ミナトも頷き返して、ガルダの後ろをついていった。
それからガルダについて歩くこと数分。何も言ってくれないので、不安というよりかは困惑の方が勝ってきていた。
もしかしてこういうことに慣れていないんじゃないだろうかと考えだしたころ、駐車場にたどり着いたミナトは乗るように促されたジープに乗り込んだ。
キーを回し、小気味良い駆動音が薄暗い駐車場内に響く。地下の駐車場から抜け出すと、息苦しさがなくなって、緊張で重くなっていた気分が少しは晴れた気がした。
「まずは......感謝する。お前のおかげで、クルーが救われた」
「えぇ、でも......」
アイラからも、あまり気にするなと言われていたが、どうしてもそれだけでは納得できないでいた。
今思えば、最初動かせなかったのは自分に迷いがあったからではないのだろうか。兵器がそんな理由で動かれては困るのは分かるが、CPドライブが生体反応に呼応する性質があるのなら、ありえない話ではないのだろう。

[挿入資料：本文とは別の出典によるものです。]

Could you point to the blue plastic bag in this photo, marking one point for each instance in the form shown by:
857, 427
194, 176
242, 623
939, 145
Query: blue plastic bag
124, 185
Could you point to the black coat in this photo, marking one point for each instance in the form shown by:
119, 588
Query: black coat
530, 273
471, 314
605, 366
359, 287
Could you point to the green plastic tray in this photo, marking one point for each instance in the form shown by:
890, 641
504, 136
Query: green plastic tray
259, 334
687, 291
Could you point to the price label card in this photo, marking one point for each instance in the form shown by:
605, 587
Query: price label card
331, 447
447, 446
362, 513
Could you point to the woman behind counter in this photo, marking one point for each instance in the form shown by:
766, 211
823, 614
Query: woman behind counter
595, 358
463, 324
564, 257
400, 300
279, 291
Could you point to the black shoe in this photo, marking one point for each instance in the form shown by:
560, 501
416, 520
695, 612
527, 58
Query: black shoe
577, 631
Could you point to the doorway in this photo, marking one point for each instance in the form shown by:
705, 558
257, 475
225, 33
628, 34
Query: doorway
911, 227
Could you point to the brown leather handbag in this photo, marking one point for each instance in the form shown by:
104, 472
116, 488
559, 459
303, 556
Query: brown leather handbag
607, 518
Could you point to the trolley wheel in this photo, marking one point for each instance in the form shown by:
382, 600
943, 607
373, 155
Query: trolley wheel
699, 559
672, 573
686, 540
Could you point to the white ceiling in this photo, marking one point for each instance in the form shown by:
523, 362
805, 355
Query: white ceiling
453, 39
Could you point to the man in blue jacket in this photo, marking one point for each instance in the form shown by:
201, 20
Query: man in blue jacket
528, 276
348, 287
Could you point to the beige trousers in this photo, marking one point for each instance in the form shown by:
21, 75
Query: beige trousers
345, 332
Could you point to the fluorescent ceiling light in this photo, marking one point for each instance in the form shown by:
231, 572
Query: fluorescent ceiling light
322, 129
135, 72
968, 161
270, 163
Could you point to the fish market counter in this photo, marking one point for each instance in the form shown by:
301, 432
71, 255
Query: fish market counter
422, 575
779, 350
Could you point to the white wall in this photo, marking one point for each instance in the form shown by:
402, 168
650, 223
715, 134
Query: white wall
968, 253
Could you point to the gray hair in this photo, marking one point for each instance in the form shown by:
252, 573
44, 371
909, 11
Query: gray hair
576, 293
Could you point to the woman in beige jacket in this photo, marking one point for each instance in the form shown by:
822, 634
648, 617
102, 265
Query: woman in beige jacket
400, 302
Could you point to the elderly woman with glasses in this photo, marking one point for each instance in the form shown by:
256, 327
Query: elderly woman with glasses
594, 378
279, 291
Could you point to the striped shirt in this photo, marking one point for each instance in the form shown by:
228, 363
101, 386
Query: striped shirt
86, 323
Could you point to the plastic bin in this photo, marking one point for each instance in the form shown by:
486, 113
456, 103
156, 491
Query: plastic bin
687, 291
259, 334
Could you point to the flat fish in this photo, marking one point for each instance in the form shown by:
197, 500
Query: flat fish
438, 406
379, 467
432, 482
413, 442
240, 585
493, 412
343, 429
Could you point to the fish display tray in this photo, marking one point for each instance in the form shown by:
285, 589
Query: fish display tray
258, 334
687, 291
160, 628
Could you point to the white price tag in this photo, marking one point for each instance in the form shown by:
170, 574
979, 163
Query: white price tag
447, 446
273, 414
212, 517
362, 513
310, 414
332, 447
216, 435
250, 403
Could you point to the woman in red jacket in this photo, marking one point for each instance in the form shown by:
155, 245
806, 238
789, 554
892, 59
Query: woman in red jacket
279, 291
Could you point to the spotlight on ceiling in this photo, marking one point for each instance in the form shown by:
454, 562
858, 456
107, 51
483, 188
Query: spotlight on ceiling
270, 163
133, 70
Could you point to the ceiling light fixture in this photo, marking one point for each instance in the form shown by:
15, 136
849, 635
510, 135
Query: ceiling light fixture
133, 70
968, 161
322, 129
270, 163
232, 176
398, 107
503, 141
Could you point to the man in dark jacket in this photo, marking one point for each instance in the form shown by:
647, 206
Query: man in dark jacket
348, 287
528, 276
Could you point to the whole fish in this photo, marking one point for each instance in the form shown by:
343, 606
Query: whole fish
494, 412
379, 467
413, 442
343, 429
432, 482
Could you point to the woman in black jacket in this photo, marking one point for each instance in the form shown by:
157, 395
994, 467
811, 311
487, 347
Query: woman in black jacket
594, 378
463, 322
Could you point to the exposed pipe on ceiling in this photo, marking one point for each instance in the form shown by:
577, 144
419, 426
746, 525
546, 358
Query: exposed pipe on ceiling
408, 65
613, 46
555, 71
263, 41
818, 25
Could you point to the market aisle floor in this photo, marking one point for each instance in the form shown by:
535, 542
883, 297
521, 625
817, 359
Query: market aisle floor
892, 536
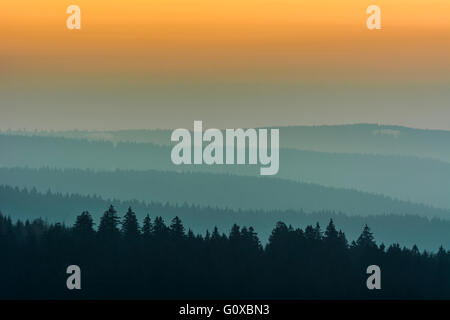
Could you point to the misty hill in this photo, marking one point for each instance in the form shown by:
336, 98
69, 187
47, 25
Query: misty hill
403, 177
355, 138
408, 230
236, 192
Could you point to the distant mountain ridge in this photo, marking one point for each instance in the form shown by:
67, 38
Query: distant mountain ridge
353, 138
216, 190
403, 177
428, 234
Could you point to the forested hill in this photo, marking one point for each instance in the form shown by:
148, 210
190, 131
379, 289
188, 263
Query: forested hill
221, 190
401, 177
23, 204
354, 138
165, 261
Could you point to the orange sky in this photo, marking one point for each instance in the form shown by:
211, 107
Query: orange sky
206, 38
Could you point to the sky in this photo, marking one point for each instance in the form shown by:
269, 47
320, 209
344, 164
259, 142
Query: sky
235, 63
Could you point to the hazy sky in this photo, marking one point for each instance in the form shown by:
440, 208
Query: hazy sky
165, 63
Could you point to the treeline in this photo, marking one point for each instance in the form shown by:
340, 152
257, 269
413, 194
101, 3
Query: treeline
57, 207
224, 190
123, 258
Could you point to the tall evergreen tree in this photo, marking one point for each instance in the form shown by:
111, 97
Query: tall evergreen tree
130, 226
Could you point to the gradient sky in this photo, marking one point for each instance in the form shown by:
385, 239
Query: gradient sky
164, 63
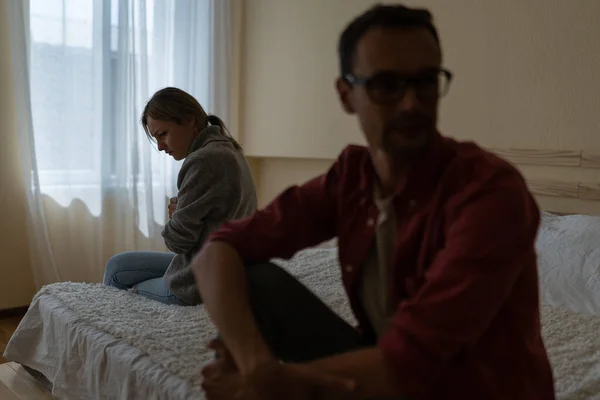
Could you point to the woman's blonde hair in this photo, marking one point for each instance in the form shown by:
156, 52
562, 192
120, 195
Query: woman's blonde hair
173, 104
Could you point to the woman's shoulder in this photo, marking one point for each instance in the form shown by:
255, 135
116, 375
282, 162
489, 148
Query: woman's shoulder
214, 158
218, 151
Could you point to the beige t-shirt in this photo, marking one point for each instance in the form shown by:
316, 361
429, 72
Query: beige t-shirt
376, 296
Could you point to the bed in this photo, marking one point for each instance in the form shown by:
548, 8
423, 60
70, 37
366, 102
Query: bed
95, 342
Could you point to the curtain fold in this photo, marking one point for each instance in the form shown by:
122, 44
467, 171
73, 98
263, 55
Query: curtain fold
83, 72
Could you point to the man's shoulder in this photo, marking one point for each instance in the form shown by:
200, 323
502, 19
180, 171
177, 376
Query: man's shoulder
473, 163
474, 173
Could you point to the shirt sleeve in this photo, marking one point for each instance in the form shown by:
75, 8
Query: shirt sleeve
300, 217
490, 240
204, 185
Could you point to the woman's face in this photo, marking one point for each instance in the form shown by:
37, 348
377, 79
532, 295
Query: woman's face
172, 138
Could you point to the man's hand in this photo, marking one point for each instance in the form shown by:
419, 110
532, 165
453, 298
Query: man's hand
172, 206
270, 381
275, 381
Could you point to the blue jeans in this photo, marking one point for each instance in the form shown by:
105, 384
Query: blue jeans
144, 272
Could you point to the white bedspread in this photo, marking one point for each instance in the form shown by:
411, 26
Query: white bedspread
95, 342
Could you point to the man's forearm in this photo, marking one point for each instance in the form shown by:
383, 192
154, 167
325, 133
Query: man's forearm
221, 280
367, 368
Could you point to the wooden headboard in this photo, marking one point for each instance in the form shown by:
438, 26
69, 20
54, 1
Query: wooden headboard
564, 181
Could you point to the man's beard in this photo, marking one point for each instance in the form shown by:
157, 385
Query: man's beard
413, 147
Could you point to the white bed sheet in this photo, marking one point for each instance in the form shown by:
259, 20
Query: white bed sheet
95, 342
84, 362
569, 262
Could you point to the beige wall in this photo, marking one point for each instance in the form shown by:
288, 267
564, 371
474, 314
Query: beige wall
16, 284
526, 76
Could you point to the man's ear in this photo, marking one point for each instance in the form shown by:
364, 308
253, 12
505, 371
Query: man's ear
344, 92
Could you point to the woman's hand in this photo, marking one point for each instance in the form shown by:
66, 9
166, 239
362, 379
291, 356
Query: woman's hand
172, 206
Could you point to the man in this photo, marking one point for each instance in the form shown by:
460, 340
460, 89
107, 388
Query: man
436, 242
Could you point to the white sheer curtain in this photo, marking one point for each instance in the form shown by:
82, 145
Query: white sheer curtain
83, 72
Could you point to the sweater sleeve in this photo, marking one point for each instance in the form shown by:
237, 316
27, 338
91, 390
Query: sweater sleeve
205, 184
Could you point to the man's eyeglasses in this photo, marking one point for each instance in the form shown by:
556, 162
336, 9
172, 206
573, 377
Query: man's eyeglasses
390, 87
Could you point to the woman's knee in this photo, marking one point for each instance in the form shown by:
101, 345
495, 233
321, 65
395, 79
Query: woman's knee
114, 265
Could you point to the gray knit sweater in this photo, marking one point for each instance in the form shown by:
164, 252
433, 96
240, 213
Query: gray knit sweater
214, 186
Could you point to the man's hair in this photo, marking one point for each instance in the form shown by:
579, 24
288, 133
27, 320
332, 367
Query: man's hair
381, 16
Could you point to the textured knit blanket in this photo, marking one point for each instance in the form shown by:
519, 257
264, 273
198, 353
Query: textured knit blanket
175, 337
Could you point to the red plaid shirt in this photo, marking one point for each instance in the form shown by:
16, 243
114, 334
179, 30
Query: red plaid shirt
464, 274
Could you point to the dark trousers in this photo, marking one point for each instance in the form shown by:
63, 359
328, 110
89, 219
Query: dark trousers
295, 323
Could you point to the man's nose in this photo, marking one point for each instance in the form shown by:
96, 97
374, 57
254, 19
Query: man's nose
410, 101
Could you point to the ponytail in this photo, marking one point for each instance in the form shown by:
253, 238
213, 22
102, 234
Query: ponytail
216, 121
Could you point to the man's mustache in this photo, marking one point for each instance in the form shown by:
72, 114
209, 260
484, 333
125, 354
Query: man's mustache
407, 121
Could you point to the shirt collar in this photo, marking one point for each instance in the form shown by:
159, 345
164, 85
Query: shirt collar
206, 135
423, 173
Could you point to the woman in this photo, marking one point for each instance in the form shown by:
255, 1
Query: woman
214, 185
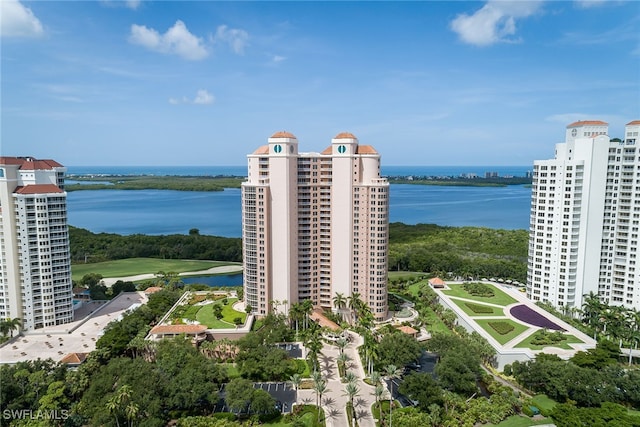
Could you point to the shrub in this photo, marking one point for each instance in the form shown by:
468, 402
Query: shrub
527, 411
478, 289
224, 416
544, 337
502, 328
477, 308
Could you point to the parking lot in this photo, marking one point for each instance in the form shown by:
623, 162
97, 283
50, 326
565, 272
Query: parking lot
283, 393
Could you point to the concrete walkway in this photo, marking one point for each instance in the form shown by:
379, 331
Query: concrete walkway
108, 281
334, 401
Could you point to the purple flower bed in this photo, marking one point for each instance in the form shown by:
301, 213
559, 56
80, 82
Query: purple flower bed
527, 315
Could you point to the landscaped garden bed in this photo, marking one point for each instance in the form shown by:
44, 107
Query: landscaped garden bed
544, 338
502, 338
477, 309
214, 310
527, 315
499, 297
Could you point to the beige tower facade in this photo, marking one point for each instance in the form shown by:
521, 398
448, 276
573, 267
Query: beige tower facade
314, 224
35, 267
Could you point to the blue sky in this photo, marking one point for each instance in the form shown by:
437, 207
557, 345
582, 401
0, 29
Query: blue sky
205, 83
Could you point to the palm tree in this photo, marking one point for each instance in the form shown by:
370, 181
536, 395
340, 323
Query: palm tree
15, 323
376, 378
592, 309
306, 309
342, 344
379, 394
295, 380
113, 407
343, 359
351, 390
392, 372
370, 350
340, 303
314, 345
320, 387
131, 411
350, 377
4, 327
354, 303
295, 313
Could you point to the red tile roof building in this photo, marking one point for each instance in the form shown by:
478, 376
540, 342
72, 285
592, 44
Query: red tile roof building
584, 218
35, 267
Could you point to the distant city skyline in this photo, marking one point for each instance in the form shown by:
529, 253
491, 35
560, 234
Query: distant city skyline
201, 83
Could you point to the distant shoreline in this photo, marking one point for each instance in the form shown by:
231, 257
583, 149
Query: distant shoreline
220, 182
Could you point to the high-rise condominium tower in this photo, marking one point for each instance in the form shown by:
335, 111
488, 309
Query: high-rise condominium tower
314, 225
585, 218
35, 268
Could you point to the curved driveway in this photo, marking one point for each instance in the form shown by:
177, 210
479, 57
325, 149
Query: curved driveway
108, 281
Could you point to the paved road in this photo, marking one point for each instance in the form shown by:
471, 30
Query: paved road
334, 401
108, 281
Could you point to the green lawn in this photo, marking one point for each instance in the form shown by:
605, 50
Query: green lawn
570, 339
544, 403
206, 317
521, 421
134, 266
502, 339
433, 323
463, 305
232, 370
499, 298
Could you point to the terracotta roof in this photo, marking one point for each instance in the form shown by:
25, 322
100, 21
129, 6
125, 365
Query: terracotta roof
365, 149
178, 329
29, 163
283, 134
10, 161
39, 189
587, 123
407, 330
262, 150
74, 358
345, 135
317, 316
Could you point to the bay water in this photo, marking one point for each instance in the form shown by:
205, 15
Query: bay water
218, 213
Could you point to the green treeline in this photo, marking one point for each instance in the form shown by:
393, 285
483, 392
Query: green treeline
466, 251
106, 246
179, 183
462, 182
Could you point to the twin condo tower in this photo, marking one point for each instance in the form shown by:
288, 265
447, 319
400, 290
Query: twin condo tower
585, 219
315, 225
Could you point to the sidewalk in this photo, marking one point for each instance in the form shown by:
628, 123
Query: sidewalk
334, 401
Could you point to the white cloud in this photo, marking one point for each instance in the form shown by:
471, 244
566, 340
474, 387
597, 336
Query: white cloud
586, 4
133, 4
17, 20
236, 39
177, 40
495, 22
203, 97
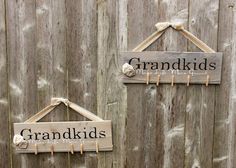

だからこそ、ミナトは後悔していた。〈アルキオネ〉のクルーたちも、採掘基地を防衛していた人たちも、救えたのかもしれない。
「救えたかもしれない? 本当にそう思うか?」
思わぬ冷たい物言いに、ミナトは言い返すことができなかった。
「多少上手くいったからと言って、調子に乗るな。お前一人で何が出来る? それは傲慢というものだ」
「それは......分かってませんでした......」
「お前の働きには感謝しているが、俺たちはチームだ。決して一人で戦っているわけではない」
「そういうのって、そういうものだって......分かっていたつもりでしたけど......!」
「......そういうものだ」
気まずくなったミナトは背もたれに身体を預けて、しばらく体に当たる風を心地よく感じようとした。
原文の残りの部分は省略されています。